Wie kann die breite Öffentlichkeit deiner Meinung nach deine Mission unterstützen und das Bewusstsein schärfen?

Schauen Sie sich auf jeden Fall die SHiFT- Plattform an, denn sie macht es wirklich greifbar, einen Ausgangspunkt zu finden. Bewusstseinsbildung ist großartig, aber wir können auch etwas unternehmen! Wir haben ein großes Bewusstsein, unsere Herausforderung besteht darin, dieses Bewusstsein in die Tat umzusetzen. Darum geht es bei SHiFT und geht mit gutem Beispiel voran . So viel von unserem Verhalten kommt von Menschen, von denen wir umgeben sind. Wenn Sie also anfangen, etwas zu tun, ist es erstaunlich, wie Ihre Freunde und Ihre Familie folgen werden.

 
 
 
 
 

Was war die größte Herausforderung, der du dich stellen musstest, wenn du aus dem Boot steigst?

Es hat sich im Laufe der Jahre sehr verändert: Vor einem Jahrzehnt brachte es jeden dazu, zuzuhören und zu verstehen, dass es überhaupt ein Problem gab. Ein großer Teil davon war, dass es keine Daten gab. Deshalb gingen wir dorthin und verbrachten Jahre auf See, um diese Daten zu erhalten, um die Auswirkungen von Kunststoff zu demonstrieren.

Dann hat sich die Herausforderung definitiv verschoben, wissen Sie, als wir die Traktion der Verbraucher bekamen, war es eine Herausforderung für die Industrie und in der Lage zu sein, Lösungen zu finden. In den letzten Jahren haben wir wirklich gesehen, wie sich das entwickelt hat. Wir haben gesehen, wie Marken wie Adidas damit begonnen haben, Trainer aus Ozeanplastik herzustellen, und wir haben Zusagen von Sky gesehen, plastikfrei zu werden Innovation - so etwas passiert jetzt von einer abtrünnigen Gruppe von Unternehmen.

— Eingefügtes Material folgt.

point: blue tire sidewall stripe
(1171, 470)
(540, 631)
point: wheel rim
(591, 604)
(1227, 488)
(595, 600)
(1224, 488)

Aber ich denke, die größte Herausforderung ist jetzt die Gesetzgebung - wir brauchen wirklich eine Regierung, um die Skalierung der Lösungen und Initiativen zu unterstützen.

 

+ Words:  Stephanie Frank,  Luxiders Magazine

London-based student and  journalist Stephanie Frank has become dedicated to repurposing fashion as a force for good and is committed to writing about the interfaces between sustainability, fashion,  lifestyle and culture.